Pina (2011), de Wim Wenders y La danza (2009), de Frederick Wiseman son dos de las obras más cautivadores estrenadas el año pasado. Dos bellos documentales que aplican unos diferenciados planteamientos, ambos igual de sugerentes, en su aproximación, o mirada, sobre el mundo de la danza. Wenders lo hace a través de una figura célebre como Pina Bausch, y Wiseman se centra en el ballet de la Opera de París. Wenders, que parece recobrar su fulgor creativo perdido ( o que ha reaparecido en esporádicas ocasiones) desde los tiempos de 'Cielo sobre Berlín' (1987), en los documentales, como refrenda esta, o The soul of the man, plantea, o trama, su obra sobre unas coordenadas que difuminan, con ingenio, las separaciones entre ficción y documental. Si en la esplendida The soul of the man recreaba con actores los hechos relatados sobre los músicos de blues en la década de los veinte, combinándolo con entrevistas y actuaciones de músicos actuales que versionaban las de los pretéritos cantantes de blues (con una bella idea narrativa que amplifica la continuidad de una herencia, como los contrastes de una evolución o transformación, ya que aquellos estaban solos con su guitarra, a diferencia de la electrificación de los grupos actuales: tras la interpretación del músico del pasado ,se enlaza con la versión que realizan músicos como Nick Cave,Lou Reed, Los lobos, T Bone o Bonnie Raitt).

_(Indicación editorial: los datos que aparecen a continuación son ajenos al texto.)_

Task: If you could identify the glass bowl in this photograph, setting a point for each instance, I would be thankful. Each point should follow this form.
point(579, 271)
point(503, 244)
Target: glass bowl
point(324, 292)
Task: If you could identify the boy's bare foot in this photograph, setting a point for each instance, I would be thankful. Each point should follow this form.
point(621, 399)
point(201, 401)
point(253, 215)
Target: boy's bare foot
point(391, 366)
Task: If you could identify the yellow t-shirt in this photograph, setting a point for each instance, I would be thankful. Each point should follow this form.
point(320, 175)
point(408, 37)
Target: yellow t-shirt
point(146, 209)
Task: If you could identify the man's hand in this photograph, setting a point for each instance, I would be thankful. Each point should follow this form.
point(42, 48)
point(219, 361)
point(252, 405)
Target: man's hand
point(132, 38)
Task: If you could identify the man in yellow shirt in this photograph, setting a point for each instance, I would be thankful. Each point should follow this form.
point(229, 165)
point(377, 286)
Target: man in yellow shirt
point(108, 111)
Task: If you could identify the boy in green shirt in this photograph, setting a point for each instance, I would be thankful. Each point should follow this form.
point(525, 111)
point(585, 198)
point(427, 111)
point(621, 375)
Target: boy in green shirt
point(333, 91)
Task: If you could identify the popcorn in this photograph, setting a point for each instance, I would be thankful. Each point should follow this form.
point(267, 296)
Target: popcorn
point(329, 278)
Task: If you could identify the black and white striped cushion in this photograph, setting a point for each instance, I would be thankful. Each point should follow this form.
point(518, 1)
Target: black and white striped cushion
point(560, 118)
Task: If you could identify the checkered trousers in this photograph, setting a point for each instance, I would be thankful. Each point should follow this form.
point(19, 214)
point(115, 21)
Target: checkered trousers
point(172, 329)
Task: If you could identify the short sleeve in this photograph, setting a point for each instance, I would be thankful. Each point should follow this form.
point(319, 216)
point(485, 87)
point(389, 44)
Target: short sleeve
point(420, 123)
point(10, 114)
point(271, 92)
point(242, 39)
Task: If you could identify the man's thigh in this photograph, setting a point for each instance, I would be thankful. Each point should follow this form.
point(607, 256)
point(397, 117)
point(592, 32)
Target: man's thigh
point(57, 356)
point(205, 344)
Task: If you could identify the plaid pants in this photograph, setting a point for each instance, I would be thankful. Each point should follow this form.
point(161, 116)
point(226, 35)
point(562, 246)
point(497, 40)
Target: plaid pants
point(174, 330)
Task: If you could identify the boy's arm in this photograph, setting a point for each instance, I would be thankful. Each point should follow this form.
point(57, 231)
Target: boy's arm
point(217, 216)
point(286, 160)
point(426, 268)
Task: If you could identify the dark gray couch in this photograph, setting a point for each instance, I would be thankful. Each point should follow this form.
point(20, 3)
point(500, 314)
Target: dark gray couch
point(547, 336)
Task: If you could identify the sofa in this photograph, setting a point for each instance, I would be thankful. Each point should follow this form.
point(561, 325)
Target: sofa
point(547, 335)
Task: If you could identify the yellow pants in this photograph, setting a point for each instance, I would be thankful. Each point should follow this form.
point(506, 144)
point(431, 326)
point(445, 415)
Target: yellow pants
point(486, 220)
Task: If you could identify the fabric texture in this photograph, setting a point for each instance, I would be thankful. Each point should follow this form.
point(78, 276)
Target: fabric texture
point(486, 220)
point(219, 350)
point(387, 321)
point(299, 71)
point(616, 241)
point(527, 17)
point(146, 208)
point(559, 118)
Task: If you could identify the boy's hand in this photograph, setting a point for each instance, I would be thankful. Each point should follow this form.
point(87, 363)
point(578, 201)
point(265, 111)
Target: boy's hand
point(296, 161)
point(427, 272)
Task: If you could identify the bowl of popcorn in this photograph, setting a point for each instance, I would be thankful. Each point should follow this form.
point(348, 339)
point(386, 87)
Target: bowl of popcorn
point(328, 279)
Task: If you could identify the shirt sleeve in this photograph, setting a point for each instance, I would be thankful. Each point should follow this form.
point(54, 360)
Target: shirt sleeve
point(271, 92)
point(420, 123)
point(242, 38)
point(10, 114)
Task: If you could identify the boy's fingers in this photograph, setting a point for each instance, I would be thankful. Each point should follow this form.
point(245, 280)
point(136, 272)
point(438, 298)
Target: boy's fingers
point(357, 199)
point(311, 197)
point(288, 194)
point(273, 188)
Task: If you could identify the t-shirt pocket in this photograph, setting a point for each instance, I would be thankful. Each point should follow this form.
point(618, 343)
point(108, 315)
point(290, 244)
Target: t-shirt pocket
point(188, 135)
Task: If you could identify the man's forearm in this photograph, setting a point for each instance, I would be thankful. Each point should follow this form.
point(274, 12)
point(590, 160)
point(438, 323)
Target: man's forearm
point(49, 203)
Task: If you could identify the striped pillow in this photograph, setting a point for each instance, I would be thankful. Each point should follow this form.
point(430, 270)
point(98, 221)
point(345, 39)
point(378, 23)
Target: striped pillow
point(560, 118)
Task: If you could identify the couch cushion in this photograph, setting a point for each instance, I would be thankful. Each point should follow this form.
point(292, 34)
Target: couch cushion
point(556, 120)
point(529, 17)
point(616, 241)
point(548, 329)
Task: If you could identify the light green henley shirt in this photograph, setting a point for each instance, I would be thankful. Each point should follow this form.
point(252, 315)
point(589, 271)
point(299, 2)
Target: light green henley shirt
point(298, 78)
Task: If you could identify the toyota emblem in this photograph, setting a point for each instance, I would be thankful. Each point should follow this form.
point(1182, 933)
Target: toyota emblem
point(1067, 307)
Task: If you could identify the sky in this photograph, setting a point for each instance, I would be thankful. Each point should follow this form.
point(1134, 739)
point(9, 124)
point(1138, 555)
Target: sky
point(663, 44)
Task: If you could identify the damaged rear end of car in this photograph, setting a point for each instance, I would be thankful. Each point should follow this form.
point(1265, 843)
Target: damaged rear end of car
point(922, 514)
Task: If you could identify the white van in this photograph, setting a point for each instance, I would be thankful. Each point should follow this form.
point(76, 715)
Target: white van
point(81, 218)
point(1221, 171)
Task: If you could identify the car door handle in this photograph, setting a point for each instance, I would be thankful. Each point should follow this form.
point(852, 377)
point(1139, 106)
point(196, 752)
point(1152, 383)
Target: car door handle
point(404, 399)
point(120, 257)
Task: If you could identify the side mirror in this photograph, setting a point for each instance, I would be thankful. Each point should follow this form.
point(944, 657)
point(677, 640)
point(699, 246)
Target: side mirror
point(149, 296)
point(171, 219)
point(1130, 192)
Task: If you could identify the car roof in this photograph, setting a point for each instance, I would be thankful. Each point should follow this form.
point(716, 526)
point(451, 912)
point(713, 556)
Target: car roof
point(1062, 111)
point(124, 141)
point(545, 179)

Pina combina las intervenciones de todos los colaboradores de Pina Bausch (pero con una hermosa ocurrencia: vemos su rostro, mientras en off se escucha su reflexión, comentario, evocación, así conjugada, dada el reciente fallecimiento de Pina, la idea de homenaje a una ausencia), con las fascinantes escenificaciones de las actuaciones, como si hiciera así presente el cuerpo ausente de Pina con la intensidad resultante de la celebración de la presencia con la conjugación o conversación de cuerpos, luces, música y decorados. El fruto de su asombrosa creatividad, que se corporeizan como dramatizaciones, como relato de una interioridad, la vida interior de Pina Bausch, el esplendor de su imaginación.
La danza, por su parte, plantea la narración como el tejido de la interconexión de varios órganos, los que componen el cuerpo del ballet de la Opera de París. De ahí que comience con varios planos estáticos de sus subterráneos, esos pasadizos de los sótanos, repletos de tuberías y cables. Y durante la narración se suceden, como transiciones, planos vacíos de otros espacios de este edificio, escaleras, pasillos etc, incluso cómo un apicultor cuida unas abejas en la azotea. Así, asistimos a los diversos ensayos, a le minuciosa elaboración, entre coreógrafos y bailarines, de la danza en la que trabajan, cómo corrigen, afinan, en armoniosa colaboración e intercambio de ideas, pero también a las reuniones de la directora artística con el equipo que prepara la recepción de quienes han donado un dinero o con sus bailarines cuando se discute sobre sus derechos, su conversación con bailarinas, reestructurando los papeles adjudicados o contrastando cómo evoluciona una joven bailarina recién llegada, pero también las comidas, algunas clases, y las actuaciones, ya en el tramo final, en los escenarios ( así como sus preparativos previos). La obra casi se puede decir que no tiene un final, porque sus apasionantes dos horas y media han sido la corporeización de un órgano vivo cuya labor, sí, culmina con las actuaciones, pero proseguirá con otras elaboradas forjas creativas, otros procesos, con el impulso de las venas creativas, en la que es primordial para que la circulación fluya la fructífera interacción de sus componentes.